In the case of a long term bucket, there is more motivation for the user to hoard his tokens and to use them only when actual congestion is detected. That is, for a long term bucket, the user may prefer a contract that relates to "busy period actual usage" as opposed to "busy period expected capacity." The tagging scheme can also accommodate this pattern of use in a number of ways. One way would be to modify the user software so that it first attempts to send with the packets flagged as out, and if the resulting throughput is unacceptable then tries the transfer using the tokens. An alternative would be for the network to directly notify the traffic meter if congestion were detected, so that the meter could apply the tokens automatically.
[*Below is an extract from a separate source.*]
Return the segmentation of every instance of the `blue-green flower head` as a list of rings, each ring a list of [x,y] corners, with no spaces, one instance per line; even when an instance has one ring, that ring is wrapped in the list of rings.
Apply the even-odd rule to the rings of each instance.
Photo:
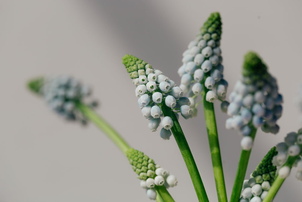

This example is one reason why it is useful for the traffic meter to tell whether the network is congested. Today, the indication of congestion is a discarded packet. The TCP protocol at the sender detects lost packets using timers to trigger the retransmission of packets and the adjustment of sending rates. But the fact that a packet was discarded somewhere in the network is not visible to the traffic meter. If there was an explicit notification of congestion, such as the ICMP Source Quench (a congestion notification message defined but not currently in use) both the source and the traffic meter could observe this event.

7.1 Generality

A principle widely understood and used in computer system design is that a given mechanism may be used at different times to implement a wide range of policies. Thus, to build a general system, one should separate mechanism from policy in the design, and avoid, to the extent possible, building knowledge of policy into the core of the system. In particular, a goal for any mechanism that is implemented inside the network is that it be as general as possible, since it will take a substantial amount of time to get community consensus on the enhancement, as well as time to implement and deploy it.

The mechanism proposed here, which is the discrimination between packets marked as in and out for congestion pushback at times of overload, has the virtue of being simple to implement and capable of supporting a wide range of policies for allocation of capacity among users. It allows providers to design widely differing service models and pricing models without having to build these models into all the packet switches and routers of the network. Since experience suggests that we will see very creative pricing strategies to attract users, limiting the knowledge of these to a single point, the traffic meter for the user, is key to allowing providers to differentiate their services with only local impact. What must be implemented globally, by common agreement, is the format of the in/out tag in packets, and the semantics that out packets receive congestion indications first. Providers use the level of in packets to assess their provisioning needs and otherwise are not concerned with how, for any particular customer, the expected capacity profile is defined. This design thus pushes most of the complexity to the edge of the network, and builds a very simple control inside the switches.

In fact, the scheme can implement a wider range of services than just the expected capacity scheme. It can be used to implement essentially any service that the provider and the subscriber agree to, subject to the assumption that the service is implemented by aggregating the traffic from all the users and treating the service assurance as a provisioning problem. We argue that since the Internet works reasonably well today on this basis, an improvement based on the same general approach will be sufficient to meet the next generation of needs.